An Old-Time Christmas by Paul Laurence Dunbar, 1900
The magic trick:
Making a thunderous comment about late 19th-century American race relations
This story is one of those that does more as fiction to tell the history of our country than any history book. It’s very short. The plot is compact. A woman longs for the culturally rich family-focused Christmases of her youth in the South. She attempts to revive the traditions for her son in New York City but runs into difficulty.
Short as it is, it sure packs a ton of complex ideas into four pages. It flirts dangerously close to the Old South’s Lost Cause arguments that African-American slaves actually liked it better as slaves living on the plantation. But no, that’s not quite it. The biggest message here is that life as free blacks in the North ain’t some perfect solution either. In 1900, the country still had a long way to go toward leveling the playing field. Christmas provides the backdrop, but the story’s central message is that of racial angst and confused identity. And that’s quite a trick on Dunbar’s part.
The selection:
In the ten years she had lived in New York, she had known no such feast-day. Food was strangely dear in the Metropolis, and then there was always the weekly rental of the poor room to be paid. But she had kept the memory of the old times green in her heart, and ever turned to it with the fondness of one for something irretrievably lost.
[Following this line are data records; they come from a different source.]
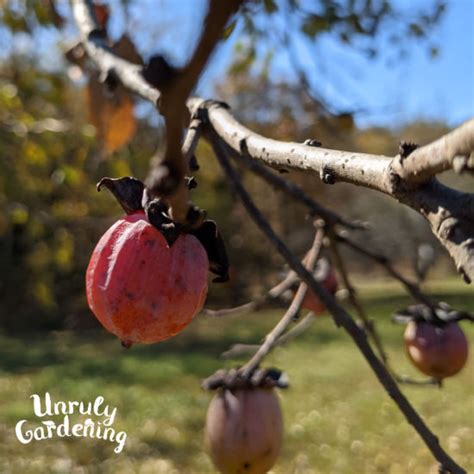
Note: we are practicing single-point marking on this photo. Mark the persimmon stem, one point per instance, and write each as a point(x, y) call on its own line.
point(340, 316)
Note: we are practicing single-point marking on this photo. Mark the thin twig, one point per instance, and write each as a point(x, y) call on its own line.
point(289, 316)
point(340, 316)
point(238, 350)
point(411, 287)
point(452, 151)
point(330, 217)
point(258, 303)
point(366, 321)
point(448, 211)
point(369, 324)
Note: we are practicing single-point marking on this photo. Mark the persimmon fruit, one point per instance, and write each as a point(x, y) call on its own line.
point(437, 351)
point(140, 288)
point(244, 430)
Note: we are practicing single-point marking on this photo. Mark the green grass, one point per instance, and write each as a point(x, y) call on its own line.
point(338, 418)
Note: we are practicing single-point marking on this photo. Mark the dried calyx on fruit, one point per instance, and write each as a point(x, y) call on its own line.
point(434, 341)
point(147, 277)
point(244, 423)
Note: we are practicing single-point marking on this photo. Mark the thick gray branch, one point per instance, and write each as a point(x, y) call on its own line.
point(449, 212)
point(450, 151)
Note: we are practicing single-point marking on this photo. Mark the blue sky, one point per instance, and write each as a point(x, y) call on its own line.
point(390, 93)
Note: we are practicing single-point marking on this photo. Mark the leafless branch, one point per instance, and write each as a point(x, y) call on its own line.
point(451, 151)
point(238, 350)
point(291, 188)
point(258, 303)
point(412, 288)
point(369, 324)
point(340, 316)
point(167, 177)
point(295, 306)
point(449, 212)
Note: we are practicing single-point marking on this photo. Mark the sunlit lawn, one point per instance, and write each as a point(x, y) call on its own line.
point(338, 418)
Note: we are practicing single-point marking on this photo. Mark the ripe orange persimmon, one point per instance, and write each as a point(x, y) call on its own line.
point(141, 289)
point(437, 351)
point(244, 430)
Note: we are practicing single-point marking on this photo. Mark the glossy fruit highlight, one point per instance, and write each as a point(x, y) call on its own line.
point(141, 289)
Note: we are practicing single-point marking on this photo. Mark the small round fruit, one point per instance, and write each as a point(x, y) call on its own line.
point(244, 430)
point(312, 302)
point(437, 351)
point(139, 288)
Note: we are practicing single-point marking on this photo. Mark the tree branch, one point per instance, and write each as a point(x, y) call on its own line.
point(448, 211)
point(425, 162)
point(341, 318)
point(272, 337)
point(238, 350)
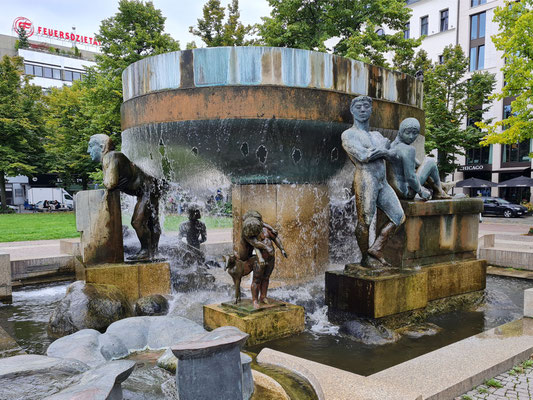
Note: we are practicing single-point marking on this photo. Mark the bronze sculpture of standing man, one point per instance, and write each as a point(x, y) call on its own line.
point(121, 174)
point(368, 151)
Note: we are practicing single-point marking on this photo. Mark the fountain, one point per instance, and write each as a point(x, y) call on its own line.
point(270, 119)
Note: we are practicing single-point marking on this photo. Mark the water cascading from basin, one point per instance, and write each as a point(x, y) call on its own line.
point(269, 120)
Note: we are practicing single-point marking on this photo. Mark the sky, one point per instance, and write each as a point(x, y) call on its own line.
point(86, 15)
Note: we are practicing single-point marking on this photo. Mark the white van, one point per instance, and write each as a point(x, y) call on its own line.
point(41, 194)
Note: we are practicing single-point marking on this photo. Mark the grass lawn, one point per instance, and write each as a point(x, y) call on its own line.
point(60, 225)
point(38, 226)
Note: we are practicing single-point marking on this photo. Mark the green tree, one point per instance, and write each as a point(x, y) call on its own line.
point(21, 124)
point(515, 40)
point(449, 99)
point(92, 105)
point(136, 31)
point(68, 133)
point(360, 26)
point(23, 42)
point(215, 32)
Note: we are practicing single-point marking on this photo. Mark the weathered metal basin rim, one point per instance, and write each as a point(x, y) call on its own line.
point(257, 114)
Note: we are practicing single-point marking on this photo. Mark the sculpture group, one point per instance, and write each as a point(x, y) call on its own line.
point(385, 171)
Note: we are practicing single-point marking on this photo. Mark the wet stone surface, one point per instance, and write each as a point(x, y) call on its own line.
point(516, 383)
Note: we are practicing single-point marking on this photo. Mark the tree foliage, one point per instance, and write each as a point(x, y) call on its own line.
point(136, 31)
point(21, 124)
point(308, 25)
point(215, 32)
point(92, 106)
point(449, 99)
point(515, 40)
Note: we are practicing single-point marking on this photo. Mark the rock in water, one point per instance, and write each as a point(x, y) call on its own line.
point(368, 333)
point(151, 305)
point(415, 331)
point(88, 305)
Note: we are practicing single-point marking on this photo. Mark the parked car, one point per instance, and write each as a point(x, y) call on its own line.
point(497, 206)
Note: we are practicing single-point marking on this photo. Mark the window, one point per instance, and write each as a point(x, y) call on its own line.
point(475, 3)
point(478, 155)
point(477, 26)
point(444, 20)
point(424, 25)
point(407, 31)
point(47, 72)
point(516, 152)
point(477, 58)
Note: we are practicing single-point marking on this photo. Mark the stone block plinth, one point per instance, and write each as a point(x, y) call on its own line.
point(375, 296)
point(210, 366)
point(5, 278)
point(275, 321)
point(435, 231)
point(300, 213)
point(135, 280)
point(99, 219)
point(371, 294)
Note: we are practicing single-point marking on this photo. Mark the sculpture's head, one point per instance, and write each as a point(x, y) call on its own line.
point(361, 108)
point(99, 145)
point(252, 214)
point(409, 130)
point(194, 212)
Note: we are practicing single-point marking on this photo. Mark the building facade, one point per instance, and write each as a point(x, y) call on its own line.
point(52, 63)
point(469, 23)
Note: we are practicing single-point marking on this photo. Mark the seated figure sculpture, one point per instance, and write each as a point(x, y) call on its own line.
point(193, 230)
point(121, 174)
point(407, 176)
point(368, 151)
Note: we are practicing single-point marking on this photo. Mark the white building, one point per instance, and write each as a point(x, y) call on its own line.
point(470, 24)
point(52, 63)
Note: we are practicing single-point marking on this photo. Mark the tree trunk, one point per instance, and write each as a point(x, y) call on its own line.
point(3, 195)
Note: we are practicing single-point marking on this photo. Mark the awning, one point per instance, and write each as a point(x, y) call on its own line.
point(521, 181)
point(511, 169)
point(475, 182)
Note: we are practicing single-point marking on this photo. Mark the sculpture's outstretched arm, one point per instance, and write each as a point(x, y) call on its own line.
point(354, 148)
point(409, 169)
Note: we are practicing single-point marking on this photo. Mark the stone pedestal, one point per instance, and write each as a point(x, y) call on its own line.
point(277, 320)
point(435, 231)
point(135, 280)
point(99, 219)
point(5, 278)
point(359, 291)
point(300, 213)
point(435, 252)
point(209, 366)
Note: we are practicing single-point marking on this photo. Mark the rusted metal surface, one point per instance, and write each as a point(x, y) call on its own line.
point(257, 102)
point(260, 66)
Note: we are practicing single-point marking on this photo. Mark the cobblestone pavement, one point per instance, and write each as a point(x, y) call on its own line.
point(514, 384)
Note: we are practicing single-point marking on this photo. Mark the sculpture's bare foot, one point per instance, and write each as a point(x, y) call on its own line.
point(141, 255)
point(371, 262)
point(379, 257)
point(441, 195)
That is how Jimmy came to know about it. Jimmy was thirteen and small for his age, and he could not remember any such times as his mother told him about. Although he said with great pride to his partner and rival, Blinky Scott, “Chee, Blink, you ought to hear my ol’ lady talk about de times dey have down w’ere we come from at Christmas; N’Yoick ain’t in it wid dem, you kin jist bet.” And Blinky, who was a New Yorker clear through with a New Yorker’s contempt for anything outside of the city, had promptly replied with a downward spreading of his right hand, “Aw fu’git it!”